La mejor explicación de este fenómeno la encontré en Los dueños del juego, artículo de Diana Plaza Martín publicado en Foreign Affairs Latinoamérica (Vol. 26, Núm. 2, abril-junio de 2026). Su planteamiento es tan sencillo como incómodo: las organizaciones deportivas dicen ser neutrales, pero en realidad tienen un enorme poder político porque deciden quién participa, quién organiza y quién queda fuera de los grandes escenarios deportivos.
No es una teoría. La historia está llena de ejemplos. La dictadura de Jorge Rafael Videla aprovechó el Mundial de Argentina 1978 para proyectar una imagen de normalidad mientras el régimen reprimía y desaparecía opositores. Décadas más tarde, Vladimir Putin utilizó el Mundial de Rusia 2018 para mostrar una nación moderna y estable, aunque años después la invasión de Ucrania terminaría provocando la expulsión de Rusia de las competiciones internacionales. Qatar hizo del Mundial de 2022 una carta de presentación ante el mundo y Arabia Saudita sigue utilizando el futbol para aumentar su influencia global.
Por eso resulta imposible mirar el Mundial de 2026 como si fuera únicamente una fiesta deportiva. Cuando Estados Unidos, México y Canadá presentaron su candidatura conjunta, la idea era transmitir integración regional. Hoy el panorama es muy distinto. Las disputas comerciales, las diferencias sobre migración, los conflictos de seguridad y el tono cada vez más agresivo de la política estadounidense han enfriado la relación entre socios que hace unos años presumían una visión compartida de Norteamérica.

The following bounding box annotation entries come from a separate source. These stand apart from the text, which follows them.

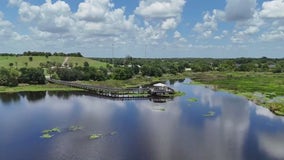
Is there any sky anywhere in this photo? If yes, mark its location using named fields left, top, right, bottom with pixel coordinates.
left=0, top=0, right=284, bottom=58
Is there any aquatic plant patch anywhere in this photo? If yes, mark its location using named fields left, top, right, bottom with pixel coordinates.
left=203, top=111, right=215, bottom=117
left=68, top=126, right=84, bottom=132
left=187, top=98, right=198, bottom=102
left=89, top=134, right=103, bottom=140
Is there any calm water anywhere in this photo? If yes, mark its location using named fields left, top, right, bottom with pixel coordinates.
left=0, top=79, right=284, bottom=160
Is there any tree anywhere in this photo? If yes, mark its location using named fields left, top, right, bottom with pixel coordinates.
left=113, top=68, right=133, bottom=80
left=9, top=63, right=14, bottom=67
left=84, top=61, right=90, bottom=67
left=0, top=67, right=19, bottom=87
left=19, top=68, right=45, bottom=84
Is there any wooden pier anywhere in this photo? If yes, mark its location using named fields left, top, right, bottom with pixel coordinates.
left=47, top=79, right=151, bottom=99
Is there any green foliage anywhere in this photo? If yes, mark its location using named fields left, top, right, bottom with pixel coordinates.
left=19, top=68, right=45, bottom=84
left=0, top=67, right=19, bottom=87
left=84, top=61, right=90, bottom=67
left=113, top=68, right=133, bottom=80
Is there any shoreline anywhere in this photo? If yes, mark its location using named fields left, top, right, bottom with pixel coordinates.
left=0, top=72, right=284, bottom=116
left=187, top=72, right=284, bottom=116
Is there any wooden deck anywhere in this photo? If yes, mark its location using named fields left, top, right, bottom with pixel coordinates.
left=47, top=79, right=151, bottom=99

Y en medio de todo aparece Irán. Quizá el mejor ejemplo de cómo la geopolítica ya entró al Mundial antes del silbatazo inicial. Mientras Washington y Teherán mantienen una confrontación abierta, la selección iraní jugará en Estados Unidos, pero vivirá en México. Tijuana será su base de operaciones. El embajador iraní ha aprovechado la ocasión para agradecer públicamente el apoyo mexicano y contrastarlo con las restricciones impuestas por Estados Unidos.
La imagen es difícil de ignorar. Un Mundial diseñado para celebrar la cooperación norteamericana comienza con uno de los principales adversarios de Washington instalándose en territorio mexicano. Al final, quizá Diana Plaza tenga razón. El futbol no resuelve los conflictos internacionales. Lo que hace es exhibirlos frente a miles de millones de espectadores.